Warburg agrees to pay up: Figure totals pounds 35m as bank settles negligence claim by Yeoman

BRITAIN'S largest merchant bank, SG Warburg, yesterday paid pounds 35m to settle the negligence claim brought against it by the Irish leasing group Yeoman International.

In an out-of-court settlement Warburg agreed to paid pounds 33m damages and pounds 2m costs to Yeoman, though it did not admit liability.

Yeoman had been claiming pounds 115m in damages as a result of its disastrous takeover of the rival group CLF five years ago. Yeoman paid pounds 93m for the company but found that it was making large losses and had to launch a rescue rights issue.

It sued Warburg and the City lawyers Linklaters & Paines, which advised Yeoman, for the difference between what it paid for CLF and what, in hindsight, it was really worth. The amount was inflated by interest costs.

Warburg refused to admit how much it paid, saying it would have an insignificant effect on the group's profits, but the true amount emerged in Ireland.

Warburg, though, may only have to bear a small percentage of this, as the lion's share is covered by the bank's professional indemnity insurance at Lloyd's of London.

The other defendant, Linklaters, paid nothing to Yeoman and only has to bear its own costs, which are covered by the Law Society's solicitors' indemnity insurance.

The trial started two weeks ago but was adjourned on Monday last week after barristers' opening statements.
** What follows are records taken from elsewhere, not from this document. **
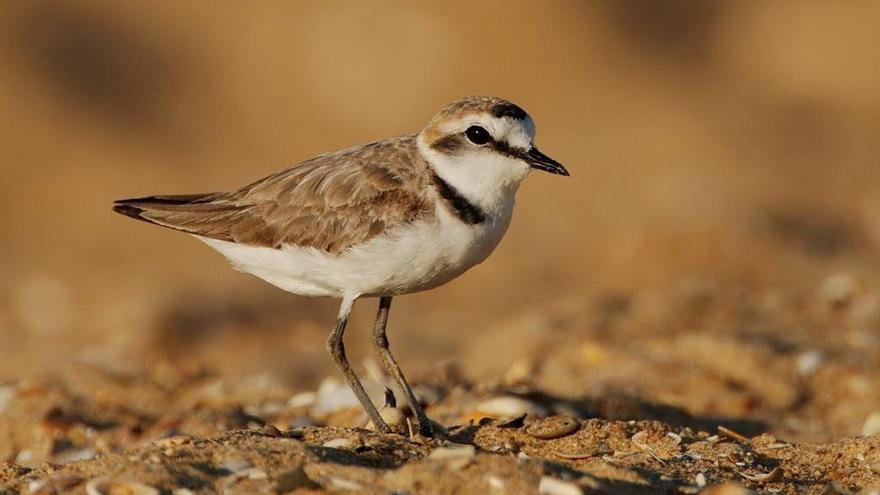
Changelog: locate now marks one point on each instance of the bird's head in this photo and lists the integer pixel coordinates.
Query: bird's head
(484, 146)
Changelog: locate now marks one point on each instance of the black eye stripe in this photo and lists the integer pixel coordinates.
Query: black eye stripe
(478, 135)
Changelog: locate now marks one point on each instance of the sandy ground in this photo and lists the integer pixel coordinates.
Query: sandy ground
(697, 308)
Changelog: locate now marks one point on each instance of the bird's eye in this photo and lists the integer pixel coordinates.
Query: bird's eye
(478, 135)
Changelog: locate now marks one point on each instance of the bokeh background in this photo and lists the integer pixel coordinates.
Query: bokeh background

Mr Justice Buckley adjourned proceedings to read amended witness statements after Robert Gillespie, the Warburg director who advised Yeoman, said he had made some mistakes in his statements and wished to change them.
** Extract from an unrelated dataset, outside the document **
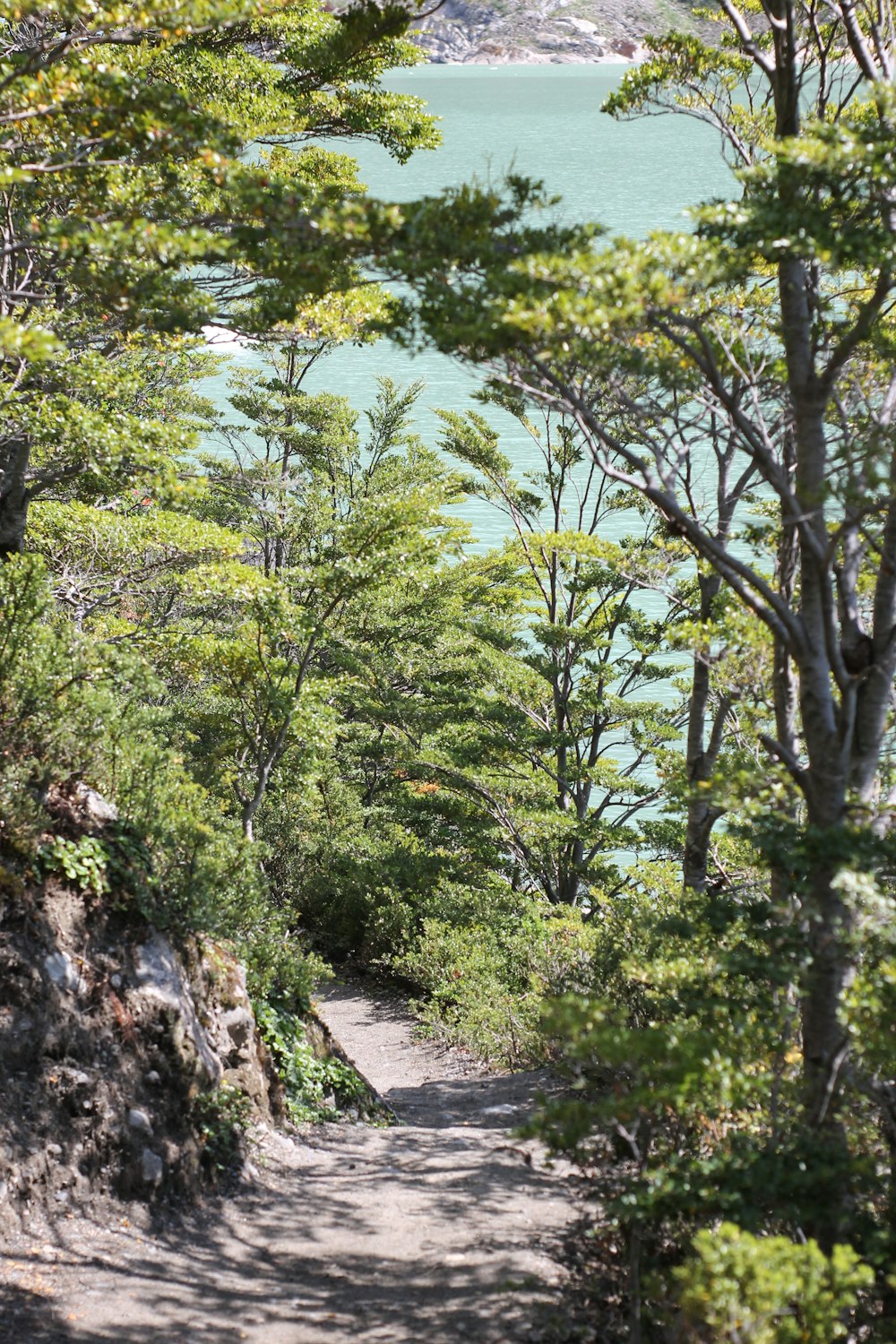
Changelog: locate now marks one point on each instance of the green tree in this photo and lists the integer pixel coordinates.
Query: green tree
(772, 324)
(568, 745)
(129, 207)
The out-of-court settlement is an embarrassment to Warburg, which had always maintained that it was not at fault and had resolutely refused to note the legal action as a contingent liability in its accounts.

It follows the pounds 172m damages awarded against Samuel Montagu, the merchant bank owned by Midland, after it was sued by British & Commonwealth Holdings, which is now in administration.
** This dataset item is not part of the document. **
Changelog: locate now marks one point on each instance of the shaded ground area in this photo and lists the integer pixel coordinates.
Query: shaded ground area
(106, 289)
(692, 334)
Montagu had said that a US-controlled financial group, Quadrex, was good for the money when it had agreed to buy two of B&C's subsidiaries, but Quadrex was unable to complete the deal.

Warburg was also censured by the City Panel on Takeovers and Mergers over its advice to the supermarket group William Low, which had announced a deal to take over its rival, Budgens.

The deal fell apart and it was found that Warburg had not pursued offers of financial information from Budgens' advisers, Kleinwort Benson, which might have prevented the debacle.